PPP projects to boost agriculture development

Construction workers busy built a steel post for the building along Edsa in Quezon Avenue in Quezon City on October 2, 2021 while the Philippine Static Authority (PSA) reported the unemploy-ment rate is higher to 8.1% percent.
Boy Santos, File

MANILA, Philippines — Agriculture Secretary William Dar has emphasized the need for public-private partnership projects to accelerate the development of the agriculture sector, in line with ensuring the country’s food sovereignty.

“To accelerate the development and growth of the farming sector, we need to bring Public-Private Partnership – meaning build, operate and transfer – to attract big money from foreign and Filipino investors and the private sector,” Dar said during his visit at the University of the Philippines in Los Baños (UPLB) on Tuesday.

Highlighting the importance of food security in ensuring food sovereignty, Dar called on universities and other academic institutions to urge legislators to provide much-needed substantial budgetary support to the Department of Agriculture (DA) to enable it to unlock the full potential of Philippine agriculture.

While food security relates to the protection of current food systems, the DA explained that food sovereignty refers to the many components and measures in mitigating hunger and poverty, including production, distribution and consumption, and the actual food system itself.

It stressed that food sovereignty calls for trade and investment activities, and promotes control over resources, agrarian reform and tenure security for small-scale producers, agroecology and biodiversity, among others.

“Rooted at the grassroots food movements, food sovereignty involves the participation of not only the food producers but the citizens as well,” the DA said.

Dar said the participation of the private sector is crucial in attaining the food targets of the government.

During the visit, Dar and UPLB Chancellor Jose Camacho, Jr., signed two separate memoranda of understanding (MOU) for collaborative programs, which will support the local production of seeds and biotechnology input, as well as the intensified crop production efforts of the government.

“We welcome this partnership with UPLB because with all the global economic challenges brought by Covid 19 pandemic, compounded with the Russia-Ukraine crisis, we need to cushion the effects of these crises,“ Dar said.

He said the local production of food remains sufficient.

With all the challenges that the local agriculture is facing, it is high time for the government to invest so that the country may attain food sovereignty level and not depend heavily on imports.

“We can produce our own food if we unlock the potential of agriculture by providing a significant budget and funds so that science and technology, as well as research and development can grow side-by-side,” he said.
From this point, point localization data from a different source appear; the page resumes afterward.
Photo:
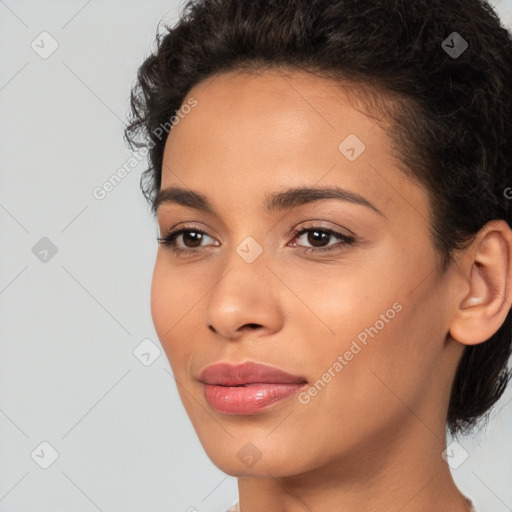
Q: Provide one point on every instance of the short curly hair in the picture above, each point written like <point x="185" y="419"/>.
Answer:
<point x="450" y="113"/>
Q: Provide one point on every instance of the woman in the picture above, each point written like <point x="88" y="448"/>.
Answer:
<point x="334" y="277"/>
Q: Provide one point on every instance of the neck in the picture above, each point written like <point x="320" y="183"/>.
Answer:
<point x="405" y="472"/>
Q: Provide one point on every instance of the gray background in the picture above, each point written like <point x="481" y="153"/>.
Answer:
<point x="71" y="320"/>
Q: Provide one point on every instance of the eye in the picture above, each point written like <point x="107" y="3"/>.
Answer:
<point x="319" y="237"/>
<point x="190" y="237"/>
<point x="188" y="240"/>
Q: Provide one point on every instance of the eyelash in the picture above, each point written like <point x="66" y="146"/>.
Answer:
<point x="169" y="240"/>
Under the MOU, the DA will get the expertise of UPLB through the Institute of Plant Breeding (IPB) for seeds and the National Institute of Molecular Biology and Biotechnology (NIMBB) for biotechnology inputs. These will strengthen the public sector network of government, private sectors, farmers, and other stakeholders to supply the national requirement on seeds and biotechnology inputs, and complement seeds and biotech inputs supply from private company efforts.

UPLB-IPB will undertake programs supporting the production of seeds/scions/stocks for priority crops of assured genetic provenance such as commercial crops (plantation, fruits, vegetables, legumes, root crops) and food staples crops (rice, corn, cassava, and adlay).

UPLB-NIMBB, on the other hand, will support the production of biofertilizers, feed ingredients/supplements, probiotics and other products of biotechnology.

“The collaboration aims to support the research for development on seeds technologies and biotechnology, and other related items,” the DA said.